Throughout the world, the love, patience, dedication and commitment of mothers are honoured yearly on ‘Mother’s Day’. Many countries and cultures celebrate their mothers in the month of May, and treat the ‘leading lady’ of the family to a day of pampering, presents, festive food and extra doses of hugs. But did you know that ‘Mother’s Day’ as we know it, is rooted in traditions going back as far as ancient times?
In Ancient Greece, a mother cult encompassing specific rituals and ceremonies was dedicated to Rhea – the Mother of the Gods. Phrygians, too, held a festival for their earth-mother equivalent, Cybele, while the Ancient-Indian Hindus revered the goddess Durga as the motherly power at the source of life and all creation with the Durga-puja festival.
In the Christian faith, Mary, mother of Jesus Christ, has been at the centre of worship practices for many centuries. In 1330 Spain started to worship the Immaculate Virgin and in 1854 Pope Pious IX declared the Immaculate Conception to be doctrine. In many countries still, the Feast of the Immaculate Conception is celebrated yearly on December 8.
Another precursor to Mother’s Day is so-called ‘Laetare’, ‘Refreshment Sunday’ or ‘Mothering Sunday’: a Christian holiday celebrated in the UK halfway Lent. From the Middle Ages onward, it became customary to visit one’s ‘mother church’ and one’s parents on this very day.
The modern, secular concept of a ‘Mother’s Day’ emerged in the United States in the late 19th century.
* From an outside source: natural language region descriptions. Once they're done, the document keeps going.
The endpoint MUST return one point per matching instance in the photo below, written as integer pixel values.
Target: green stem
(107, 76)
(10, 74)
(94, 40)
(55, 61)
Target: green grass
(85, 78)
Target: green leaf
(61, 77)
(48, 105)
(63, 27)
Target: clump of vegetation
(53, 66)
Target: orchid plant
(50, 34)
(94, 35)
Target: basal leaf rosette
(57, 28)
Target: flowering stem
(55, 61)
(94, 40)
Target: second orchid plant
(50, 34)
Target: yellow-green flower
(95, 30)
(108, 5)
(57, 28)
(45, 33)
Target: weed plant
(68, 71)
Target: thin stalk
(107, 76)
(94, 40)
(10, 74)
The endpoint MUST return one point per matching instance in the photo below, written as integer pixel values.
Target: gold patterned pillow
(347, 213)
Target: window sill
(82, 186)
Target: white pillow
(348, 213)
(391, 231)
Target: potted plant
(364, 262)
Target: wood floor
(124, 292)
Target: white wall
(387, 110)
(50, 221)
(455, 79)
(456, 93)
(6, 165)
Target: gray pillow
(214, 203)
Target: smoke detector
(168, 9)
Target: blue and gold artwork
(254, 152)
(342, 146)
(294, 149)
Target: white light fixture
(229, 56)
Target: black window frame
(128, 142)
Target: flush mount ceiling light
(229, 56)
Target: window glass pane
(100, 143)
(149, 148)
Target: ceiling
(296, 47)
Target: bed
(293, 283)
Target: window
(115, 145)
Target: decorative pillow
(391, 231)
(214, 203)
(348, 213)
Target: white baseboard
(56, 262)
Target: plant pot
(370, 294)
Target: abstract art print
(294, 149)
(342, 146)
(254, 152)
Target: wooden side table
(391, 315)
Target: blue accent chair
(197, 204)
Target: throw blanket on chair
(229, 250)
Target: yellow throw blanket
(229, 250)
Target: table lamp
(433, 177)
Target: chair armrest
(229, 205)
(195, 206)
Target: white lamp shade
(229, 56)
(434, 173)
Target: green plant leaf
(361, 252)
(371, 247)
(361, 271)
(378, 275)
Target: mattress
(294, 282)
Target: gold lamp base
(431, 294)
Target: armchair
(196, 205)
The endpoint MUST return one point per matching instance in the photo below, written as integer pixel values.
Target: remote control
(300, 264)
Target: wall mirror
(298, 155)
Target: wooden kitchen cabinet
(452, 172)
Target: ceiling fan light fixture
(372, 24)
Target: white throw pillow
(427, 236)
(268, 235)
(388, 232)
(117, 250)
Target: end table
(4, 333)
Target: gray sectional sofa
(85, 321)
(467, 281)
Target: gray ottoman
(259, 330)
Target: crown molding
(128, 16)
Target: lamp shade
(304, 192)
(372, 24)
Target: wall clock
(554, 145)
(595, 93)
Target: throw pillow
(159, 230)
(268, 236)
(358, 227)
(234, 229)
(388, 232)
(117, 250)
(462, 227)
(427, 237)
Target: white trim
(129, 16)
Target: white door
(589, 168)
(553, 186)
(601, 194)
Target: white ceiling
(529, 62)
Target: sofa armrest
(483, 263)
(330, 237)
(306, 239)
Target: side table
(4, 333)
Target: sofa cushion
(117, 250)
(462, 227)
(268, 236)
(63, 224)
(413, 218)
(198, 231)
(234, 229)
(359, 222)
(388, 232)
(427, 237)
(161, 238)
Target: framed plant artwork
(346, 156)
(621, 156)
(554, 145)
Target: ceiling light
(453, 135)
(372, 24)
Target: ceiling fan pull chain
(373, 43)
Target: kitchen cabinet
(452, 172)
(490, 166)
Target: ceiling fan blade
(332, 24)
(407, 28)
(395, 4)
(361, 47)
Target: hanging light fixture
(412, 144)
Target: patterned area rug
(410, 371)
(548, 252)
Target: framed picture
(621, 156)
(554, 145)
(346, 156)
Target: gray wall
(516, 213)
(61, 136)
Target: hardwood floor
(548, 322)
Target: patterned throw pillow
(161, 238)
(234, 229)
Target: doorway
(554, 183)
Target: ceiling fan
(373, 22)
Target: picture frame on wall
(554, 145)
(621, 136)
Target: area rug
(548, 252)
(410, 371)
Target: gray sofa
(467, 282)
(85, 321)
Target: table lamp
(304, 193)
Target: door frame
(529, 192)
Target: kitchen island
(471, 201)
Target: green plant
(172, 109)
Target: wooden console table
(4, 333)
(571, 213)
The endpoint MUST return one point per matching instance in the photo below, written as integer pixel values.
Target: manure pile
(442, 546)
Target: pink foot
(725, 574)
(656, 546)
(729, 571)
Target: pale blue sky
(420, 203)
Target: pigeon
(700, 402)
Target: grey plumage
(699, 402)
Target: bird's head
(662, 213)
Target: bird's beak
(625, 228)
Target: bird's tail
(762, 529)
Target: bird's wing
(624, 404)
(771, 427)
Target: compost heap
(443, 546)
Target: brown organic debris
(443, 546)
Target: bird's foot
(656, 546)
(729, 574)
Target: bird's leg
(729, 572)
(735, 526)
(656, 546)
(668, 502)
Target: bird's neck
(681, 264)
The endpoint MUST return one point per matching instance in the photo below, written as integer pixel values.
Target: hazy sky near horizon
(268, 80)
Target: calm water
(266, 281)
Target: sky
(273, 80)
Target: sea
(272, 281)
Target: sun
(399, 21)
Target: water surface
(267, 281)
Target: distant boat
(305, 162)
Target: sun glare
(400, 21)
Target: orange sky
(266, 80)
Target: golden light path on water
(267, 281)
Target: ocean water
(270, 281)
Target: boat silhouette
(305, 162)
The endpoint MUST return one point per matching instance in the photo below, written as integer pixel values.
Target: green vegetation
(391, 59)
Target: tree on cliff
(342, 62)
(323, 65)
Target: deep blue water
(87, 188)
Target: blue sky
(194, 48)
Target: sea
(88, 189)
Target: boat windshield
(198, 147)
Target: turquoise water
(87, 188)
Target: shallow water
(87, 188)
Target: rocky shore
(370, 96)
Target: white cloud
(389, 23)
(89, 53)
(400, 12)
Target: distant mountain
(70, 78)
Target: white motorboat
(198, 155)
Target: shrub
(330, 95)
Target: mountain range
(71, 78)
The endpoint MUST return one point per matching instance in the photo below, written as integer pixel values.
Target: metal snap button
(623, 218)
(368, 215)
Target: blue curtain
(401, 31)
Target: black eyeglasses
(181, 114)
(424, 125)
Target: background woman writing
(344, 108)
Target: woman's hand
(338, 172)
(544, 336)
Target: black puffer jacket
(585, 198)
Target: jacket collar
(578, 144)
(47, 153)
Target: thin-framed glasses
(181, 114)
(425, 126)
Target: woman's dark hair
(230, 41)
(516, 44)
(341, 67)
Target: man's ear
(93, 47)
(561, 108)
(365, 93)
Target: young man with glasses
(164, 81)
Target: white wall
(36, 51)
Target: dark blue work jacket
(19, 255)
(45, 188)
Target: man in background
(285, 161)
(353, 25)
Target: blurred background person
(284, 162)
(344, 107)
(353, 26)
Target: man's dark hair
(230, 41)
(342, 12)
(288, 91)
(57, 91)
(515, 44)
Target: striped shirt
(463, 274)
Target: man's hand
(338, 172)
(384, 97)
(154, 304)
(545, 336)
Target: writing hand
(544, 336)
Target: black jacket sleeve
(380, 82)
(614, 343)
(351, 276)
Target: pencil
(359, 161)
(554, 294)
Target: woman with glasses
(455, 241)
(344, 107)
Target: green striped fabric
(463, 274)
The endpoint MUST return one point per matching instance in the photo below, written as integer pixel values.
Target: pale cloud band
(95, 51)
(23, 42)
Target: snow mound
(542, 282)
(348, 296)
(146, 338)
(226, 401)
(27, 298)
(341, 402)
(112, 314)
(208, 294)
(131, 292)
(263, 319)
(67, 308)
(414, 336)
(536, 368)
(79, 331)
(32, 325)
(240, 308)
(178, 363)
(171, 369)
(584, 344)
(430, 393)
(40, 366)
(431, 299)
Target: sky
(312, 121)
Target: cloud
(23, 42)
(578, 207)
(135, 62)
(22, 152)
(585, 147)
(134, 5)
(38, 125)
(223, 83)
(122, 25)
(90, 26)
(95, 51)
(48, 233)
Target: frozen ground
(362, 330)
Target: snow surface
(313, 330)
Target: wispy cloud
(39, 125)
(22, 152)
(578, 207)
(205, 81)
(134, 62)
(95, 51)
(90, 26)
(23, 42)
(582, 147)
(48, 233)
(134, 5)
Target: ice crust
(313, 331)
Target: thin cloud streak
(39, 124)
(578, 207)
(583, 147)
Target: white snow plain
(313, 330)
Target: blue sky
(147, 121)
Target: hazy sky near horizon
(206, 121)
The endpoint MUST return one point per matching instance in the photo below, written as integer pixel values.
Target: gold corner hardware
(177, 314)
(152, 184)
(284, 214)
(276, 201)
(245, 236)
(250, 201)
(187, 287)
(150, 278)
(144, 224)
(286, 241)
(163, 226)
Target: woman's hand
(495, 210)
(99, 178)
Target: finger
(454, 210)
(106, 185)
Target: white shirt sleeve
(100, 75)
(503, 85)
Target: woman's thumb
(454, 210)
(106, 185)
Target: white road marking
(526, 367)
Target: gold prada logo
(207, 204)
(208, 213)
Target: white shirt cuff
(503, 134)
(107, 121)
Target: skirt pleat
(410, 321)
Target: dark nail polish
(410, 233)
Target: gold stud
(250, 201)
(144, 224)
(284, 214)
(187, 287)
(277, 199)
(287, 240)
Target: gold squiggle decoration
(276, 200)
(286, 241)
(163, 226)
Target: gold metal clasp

In 1870, Philadelphia judge Julia Ward Howe issued a “Mother’s Day Proclamation” asking mothers to unite in promoting world peace. Three years later, she campaigned for a “Mother’s Peace Day” to become an annual event.
Whatever one might think of the concept of celebrating mothers once a year (instead of every single day) or of the feast of commerce that the holiday has turned into, there’s much to be said for mothers deserving their very own, very special day. Because occasions like these create focus and time for reflection. They allow us to acknowledge and strengthen family ties. And most importantly: they are the ultimate stimulus for giving credit to those, who often fade into the background, always putting their loved ones first.